Getting started and getting from ideas to insights in minutes

The term “deep learning” is laden with misunderstanding. In this post, I will try to get to the heart of what most folks probably want to know, which isn’t: “give me a thorough theoretical background of the last 50 years of relevant AI”. It’s: “show me how I can quickly learn a few of the basic concepts and apply them to a problem I have so I can do something cool with it”. There are couple of reasons for this.

One reason is that I am not an expert in deep learning. Second, there is a lot of great ~~theoretical~~ empirical¹ material on deep learning floating around already, particularly on researchers’ websites. Where applicable, I will reference the literature if you’re interested in diving deep into the theoretical/empirical (and figurative) weeds. Third, getting started is relatively painless: you – yes, you! – can quite literally get started within minutes.

Sound good?

Here are three basic questions to address:

What is deep learning?
~~Can I use Python?~~ What are some existing ecosystems I can leverage?²
How do I start?

Let’s get started.

What is deep learning?

Yikes. Big question. Still an open question. At least it’s more tractable than “What is the meaning of life?”, unless of course you’re trying to learn the Answer to the Ultimate Question of Life, the Universe, and Everything, which you needn’t train a deep neural network for since you already know the answer. Moving on.

Can I use Python?

Fortunately, the short answer to this question is yes! Yes, you can use Python to do deep learning!

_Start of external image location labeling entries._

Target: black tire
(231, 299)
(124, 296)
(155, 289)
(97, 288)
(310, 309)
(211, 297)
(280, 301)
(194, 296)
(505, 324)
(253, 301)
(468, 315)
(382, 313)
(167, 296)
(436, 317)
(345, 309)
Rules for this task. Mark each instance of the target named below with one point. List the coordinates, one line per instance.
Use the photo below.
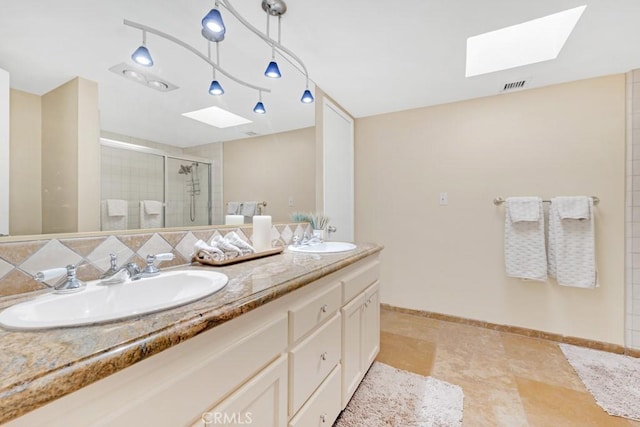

The long answer to this question is… no different, except to say that you’ll need Python to act as the glue between different moving parts which need to access code written in other languages, i.e., I don’t know of any end-to-end deep learning solutions that are written in native Python. If you do know of something like this, please reach out to me via email.

In fact, there are a number of different ways to do deep learning via Python. Here are a few that immediately come to mind:

I’m sure there are others, too. This list is meant to be representative rather than exhaustive. Let’s go through some of the advantages and pitfalls of each.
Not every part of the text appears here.